The meshed figure shows the mechanical angles of the rotor blades: this is the same in both cases (front view) corresponding to same collective and almost same lateral cyclic.
The solid blue figure show the effective angles of attack taking all airflow components into account : this also shows an increase corresponding with lower inflow and higher disk load.

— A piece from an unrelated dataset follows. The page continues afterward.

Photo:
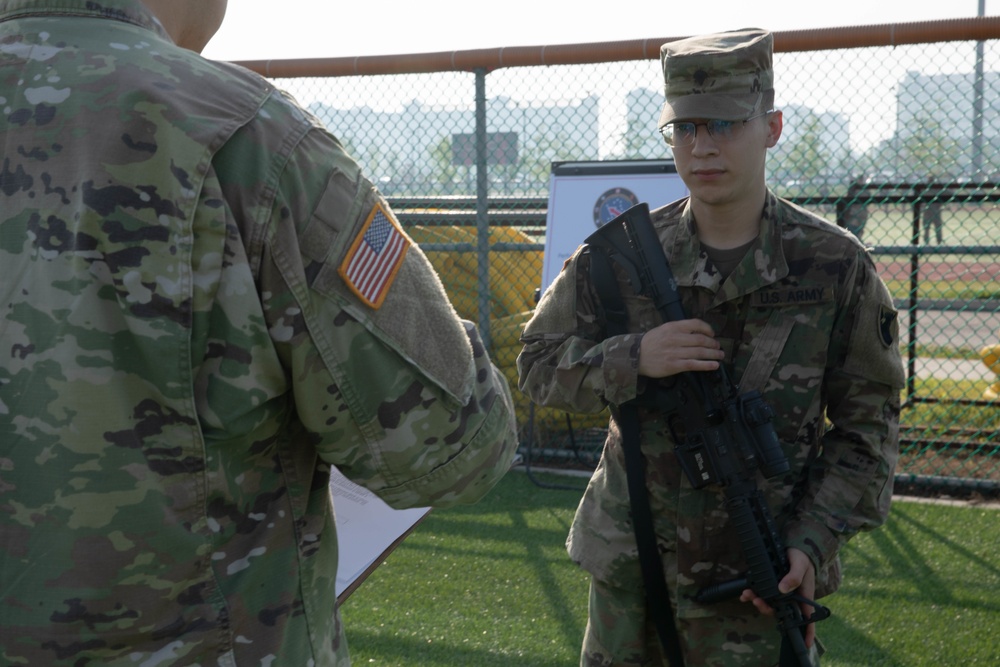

Finally an examples of a detailed airflow plot, snap shot begin of turn right advancing blade fully to the right (270 degrees in my references, 0 starts centre front), at the 50% cord position. I indicated manually the major changes that occur in these flows when in level turn.
Air flow is influenced of course by helicopter speed and the blade rotation. But also by blade flap, induced air speed, and total rotor disk attitude changes:




So all these ways of looking at turns explain the drop in MAP.



Perhaps a final remark.
During rapid turns the effective rotor RPM equals the relative rotor RPM, which is kept steady at approx 404 rpm = 42 rad/sec = 2400 degrees/sec, plus the absolute yaw rate of the heli.
See the pilot view while in the turn (lower right corner): Yaw = -8, so in this turn there is a extra yaw angle of -8 degrees per second. This is a change of -8/2400 : -0.3 %. This has a cubic general influence on power (so -0.9%) The effects of this small change are just on the edge of the precision of this simulator (0.5-2%), so if precision were
to be increased, which is possible at the cost of more CPU time, it should be detectable, but in view of all the other much larger influences this may not be easy. It would also be outside the precision of onboard measuring instruments.